Ganesh : Je dirais que les revenus de Covalent sont réels. Des clients réels paient pour utiliser le protocole et les données. Cela prouve la qualité des données et du service. Aucun autre indexeur n’a un tel niveau de revenus. Nous avons des clients comme Fidelity, EY. Cela montre à quel point nos données sont fiables. Deuxièmement, en termes d’impact : il y a quelques semaines, nous avons calculé que plus de 250 millions de portefeuilles utilisent ou bénéficient des données Covalent. Cela inclut tous les wallets, toutes les institutions. Si vous regardez les produits de custody de Jump, ils utilisent tous Covalent. Ambient Finance sur Scroll, AirSwap, SushiSwap — tous utilisent les données Covalent pour enrichir leurs données structurées. Dans l’industrie, il y a plus de 250 millions de portefeuilles uniques utilisant Covalent. C’est réel. C’est le nombre de wallets uniques utilisant nos données. Les preuves soumises on-chain peuvent être téléchargées par n’importe qui, permettant de reconstruire tout l’état d’Ethereum depuis le bloc genesis. C’est réel, vous n’avez même pas besoin de nous parler. Téléchargez les preuves et reconstruisez tout. Ce sont des choses tangibles chez Covalent.
Sur les tendances : lors d’ETH Denver, j’ai participé à plusieurs panels. Je suis convaincu que ce cycle est celui de la disponibilité des données (DA). Il y a aussi un fort mouvement autour de l’IA — une tendance macro, très excitante. LSD, LRT semblent attirer beaucoup d’attention. Je ne suis pas financier, donc je ne comprends pas tous les mécanismes complexes des jetons de re-staking ou leurs risques, mais ils font clairement parler d’eux. Avec EigenLayer et le re-staking, cette année pourrait être marquante. Mais nous restons concentrés sur notre zone de prédilection : les données, la disponibilité des données et l’IA.

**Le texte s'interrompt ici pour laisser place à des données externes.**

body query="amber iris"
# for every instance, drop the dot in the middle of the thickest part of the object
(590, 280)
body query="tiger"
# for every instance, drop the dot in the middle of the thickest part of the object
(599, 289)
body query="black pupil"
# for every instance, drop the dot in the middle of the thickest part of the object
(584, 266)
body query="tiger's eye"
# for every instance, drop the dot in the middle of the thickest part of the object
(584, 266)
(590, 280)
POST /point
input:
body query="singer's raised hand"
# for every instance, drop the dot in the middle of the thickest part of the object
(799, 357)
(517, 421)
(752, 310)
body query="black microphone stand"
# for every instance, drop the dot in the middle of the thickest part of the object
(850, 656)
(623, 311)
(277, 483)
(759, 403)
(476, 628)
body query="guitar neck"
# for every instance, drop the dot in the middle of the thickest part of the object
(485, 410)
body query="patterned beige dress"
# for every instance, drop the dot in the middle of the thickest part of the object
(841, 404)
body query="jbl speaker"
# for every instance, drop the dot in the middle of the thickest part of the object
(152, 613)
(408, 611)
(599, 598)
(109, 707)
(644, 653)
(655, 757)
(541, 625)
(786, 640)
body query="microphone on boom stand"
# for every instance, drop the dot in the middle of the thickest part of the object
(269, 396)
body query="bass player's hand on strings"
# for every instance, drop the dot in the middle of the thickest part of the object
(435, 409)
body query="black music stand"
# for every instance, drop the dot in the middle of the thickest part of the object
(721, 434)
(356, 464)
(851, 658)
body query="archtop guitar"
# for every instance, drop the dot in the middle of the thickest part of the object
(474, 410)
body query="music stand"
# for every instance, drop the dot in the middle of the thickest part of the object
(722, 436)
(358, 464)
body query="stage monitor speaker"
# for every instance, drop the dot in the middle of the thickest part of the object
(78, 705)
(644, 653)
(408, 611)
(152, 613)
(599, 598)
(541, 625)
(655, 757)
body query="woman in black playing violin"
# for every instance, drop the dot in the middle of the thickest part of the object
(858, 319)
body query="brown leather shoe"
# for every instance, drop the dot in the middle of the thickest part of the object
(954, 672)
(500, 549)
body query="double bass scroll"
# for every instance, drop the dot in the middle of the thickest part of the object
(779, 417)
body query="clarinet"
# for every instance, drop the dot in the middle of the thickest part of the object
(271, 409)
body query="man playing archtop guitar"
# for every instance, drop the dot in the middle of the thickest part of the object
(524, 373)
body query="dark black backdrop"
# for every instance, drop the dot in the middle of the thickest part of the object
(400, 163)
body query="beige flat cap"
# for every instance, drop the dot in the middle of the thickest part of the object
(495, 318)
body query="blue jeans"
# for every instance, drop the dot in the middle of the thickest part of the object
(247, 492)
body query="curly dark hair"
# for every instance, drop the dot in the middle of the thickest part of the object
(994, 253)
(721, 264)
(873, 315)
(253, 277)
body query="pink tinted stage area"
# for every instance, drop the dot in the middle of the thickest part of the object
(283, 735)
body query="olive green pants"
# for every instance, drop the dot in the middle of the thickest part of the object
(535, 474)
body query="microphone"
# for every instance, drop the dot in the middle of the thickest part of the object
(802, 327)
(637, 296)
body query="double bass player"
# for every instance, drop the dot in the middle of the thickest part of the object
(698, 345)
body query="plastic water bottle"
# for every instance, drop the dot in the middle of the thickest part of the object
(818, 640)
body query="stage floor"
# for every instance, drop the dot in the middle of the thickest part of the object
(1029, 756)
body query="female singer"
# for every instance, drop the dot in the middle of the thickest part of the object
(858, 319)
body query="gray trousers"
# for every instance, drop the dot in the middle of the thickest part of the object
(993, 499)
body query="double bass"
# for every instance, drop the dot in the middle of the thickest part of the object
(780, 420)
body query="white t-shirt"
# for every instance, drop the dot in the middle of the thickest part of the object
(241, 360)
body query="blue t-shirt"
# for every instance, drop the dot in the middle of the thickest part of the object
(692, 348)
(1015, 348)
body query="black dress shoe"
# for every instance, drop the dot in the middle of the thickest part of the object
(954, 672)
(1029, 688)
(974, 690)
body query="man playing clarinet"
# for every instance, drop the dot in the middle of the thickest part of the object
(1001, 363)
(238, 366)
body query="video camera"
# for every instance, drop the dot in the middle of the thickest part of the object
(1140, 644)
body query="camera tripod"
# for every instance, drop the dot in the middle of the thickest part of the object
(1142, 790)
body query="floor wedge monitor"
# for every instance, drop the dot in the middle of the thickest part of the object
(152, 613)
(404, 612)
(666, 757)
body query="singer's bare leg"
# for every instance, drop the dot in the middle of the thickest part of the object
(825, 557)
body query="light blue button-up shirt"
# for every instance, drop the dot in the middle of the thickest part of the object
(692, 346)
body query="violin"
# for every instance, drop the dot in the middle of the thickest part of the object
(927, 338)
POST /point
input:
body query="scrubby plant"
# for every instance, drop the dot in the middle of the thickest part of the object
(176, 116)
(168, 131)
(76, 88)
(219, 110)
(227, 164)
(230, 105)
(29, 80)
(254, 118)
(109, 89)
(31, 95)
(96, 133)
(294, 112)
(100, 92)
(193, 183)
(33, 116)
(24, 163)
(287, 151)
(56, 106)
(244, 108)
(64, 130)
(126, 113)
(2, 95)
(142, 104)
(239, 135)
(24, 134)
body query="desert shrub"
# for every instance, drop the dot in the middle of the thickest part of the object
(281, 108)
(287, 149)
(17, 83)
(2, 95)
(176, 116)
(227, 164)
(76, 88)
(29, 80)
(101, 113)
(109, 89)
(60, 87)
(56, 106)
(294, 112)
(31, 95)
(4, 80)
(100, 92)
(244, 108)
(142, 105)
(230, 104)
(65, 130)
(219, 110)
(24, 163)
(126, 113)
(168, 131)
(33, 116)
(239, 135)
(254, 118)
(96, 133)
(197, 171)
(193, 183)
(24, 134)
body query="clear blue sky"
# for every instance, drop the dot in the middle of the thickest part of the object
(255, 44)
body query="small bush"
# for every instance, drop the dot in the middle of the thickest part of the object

Blair : Merci infiniment pour ces expertises. L’industrie Web3 en est encore à ses balbutiements. Ici, tout change rapidement. Nous voyons arriver de nouveaux capitaux, de nouvelles innovations, expérimentations à tous les niveaux. Voyons ce que l’avenir nous réserve.
Deux conseils
Ganesh : Je voudrais laisser deux réflexions à l’auditoire. Premièrement, Covalent compte environ 60 000 développeurs. Infura en a probablement 500 000. Covalent représente donc environ 10 % du nombre d’Infura. GitHub en a 30 millions — Covalent représente 0,1 % de GitHub. Nous en sommes encore au tout début. Tout juste au départ. Deuxièmement, en période haussière, on se demande : dois-je investir dans les meme coins ? Dans les LRT, les LST ? Je dirais que le meilleur investissement possible, c’est en soi-même — dans sa connaissance, sa recherche, ses convictions. Si vous croyez en vous, vous devez croire encore plus fort en vous-même. Dans mon expérience limitée, ceux qui ont fait cela ont réussi. C’est le message que je veux transmettre à notre communauté et à nos auditeurs.
Blair : C’est très vrai. Merci infiniment pour tout ce que vous avez partagé — extrêmement enrichissant.
Ganesh : Merci pour votre excellent travail. Nous avons besoin de plus de bâtisseurs sincères, de personnes engagées. Si vous n’avez pas encore lu le rapport de recherche, je vous invite à lire la version anglaise et chinoise. Très complet, détaillé, profondément exploré. Merci pour tout ce que vous faites pour l’industrie.